A federal judge has denied the DOJ’s recent attempt to apply the Wire Act to online gambling

The Department of Justice’s recent attempt to apply the 1961 Wire Act to online lottery and Vegas casino online betting was ruled unconstitutional by a U.S. District Judge. Judge Paul Barbadoro ruled that the DOJ was acting outside its authority in applying a wider interpretation to the ban on interstate online wagering.

The case reached Judge Barbadoro’s courtroom after the New Hampshire Lottery Commission sued to have the broader interpretation of the U.S. Wire Act overturned. The NH Lottery Commission uses a vendor with servers in Vermont and Ohio.

The Commission sued in order to prevent their operations from being considered criminal activity. If the state was forced to suspend lottery sales involving interstate transactions, New Hampshire would lose more than $90 million in annual revenue.

The suit was backed by New Jersey, Pennsylvania and Michigan.

Decision

According to Barbadoro’s decision, he states "faced the choice between risking criminal prosecution, winding down their operations, or taking significant and costly compliance measures that may not even eliminate the threat."

The ruling came after the Justice Department’s Office of Legal Counsel publicized an opinion that stated that any interpretation of the 1961 Wire Act that considered the Wire Act as banning only sports gambling was a misinterpretation of the statute. Ambiguous grammar used in a key passage caused the conflicting readings of the statute.

Barbadoro said that, looking beyond the grammar to the context of the law was crucial when deciding on the Act’s meaning. He pointed to the Paraphernalia Act, which was a separate law that had passed simultaneously with the Wire Act. According to the judge, the Paraphernalia Act was a better indication of Congress’s intention.

Barbadoro wrote, “That these two gambling statutes were passed the same day sends a strong contextual signal concerning the Wire Act’s scope. The Paraphernalia Act demonstrates that when Congress intended to target non-sports gambling it used clear and specific language to accomplish its goal. In other words, when Congress wished to achieve a specific result, ‘it knew how to say so.’"

Implications

The Trump administration’s reading of the act, in which it indicated that it might try to apply the Wire Act to interstate sale of online lottery tickets, cannot stand as written and the biggest winner is the online poker industry.

The court’s decision benefits not only the New Hampshire Lottery Commission but it also gives online poker operators a signal that they can expand their offerings within the United States. The decision may also impact the daily fantasy sports and sports gambling industries but that is far more nuanced.

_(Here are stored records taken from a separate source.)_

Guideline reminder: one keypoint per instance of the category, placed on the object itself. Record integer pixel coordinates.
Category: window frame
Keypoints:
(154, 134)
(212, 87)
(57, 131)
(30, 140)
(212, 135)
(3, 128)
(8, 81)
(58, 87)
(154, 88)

The court decision represents a big win for online poker. Daily fantasy sports and sports gambling operators see little or no change. 

Poker

For online poker casinos,  the Trump administration's November 2018 memorandum, that put at risk the interstate poker pools that were being established by states that had legalized online poker (Delaware, New Jersey and Nevada) could have prevented licensed operators from offering contests across state lines if it had stood. 

By broadly interpreting the 1961 Wire Act, the Justice Department created a situation in which it was doubtful whether online companies that offered interstate poker contests could do so legally. Barbadoro’s decision clearly supports the legality of interstate poker compacts. That now paves the way for online poker's further growth on a semi-national or national basis.

Sports Gambling

The New Hampshire federal court decision doesn’t really change the situation of the interstate sports industry. Legal observers say that, under every conceivable interpretation of the Wire Act, including the one put forth by the District Court in New Hampshire, interstate sports gambling continues to fall under the authority of the Wire Act.

However, these online sportsbooks will likely be pursuing this effort alone since their previous allies, online poker operators, don’t face the same level of risk associated with interstate gaming compacts any more and, as such, don’t have the same interest in seeing the Wire Act annulled.

Daily Fantasy Sports

Barbadoro’s decision doesn’t answer how the government should relate to the fantasy sports industry. Fantasy sports, which involves predicting player performances over multiple real-world sporting contests, still operates in a bit of a gray area. It may or may not constitute the "placing bets or wages on [a] sporting event of contest." So the question is, whether fantasy sports betting is subject to regulation by the Wire Act after the District Court ruling.

Up until the Trump administration's November DOJ memorandum, the government seemed to view fantasy sports as straddling the fine-line demarcation between "placing bets or wages on [a] sporting event of contest" and fantasy sports activities. 

The November DOJ memorandum rejected the notion that the UIGEA  --  Unlawful Internet Gambling Enforcement Act of 2006  -- was applicable to "bets or wagers on any sporting event or contest." As a result, the Wire Act's application was left more up to common sense than statutory clarity. 

The Trump administration seems to have concluded, for the present,  that there’s no relationship between the Wire Act and the UIGEA. For the DFS industry, that’s unclear. The New Hampshire court decision did not address the arguable overlay between the UIGEA and the Wire Act so that issue remains open to interpretation.  For now.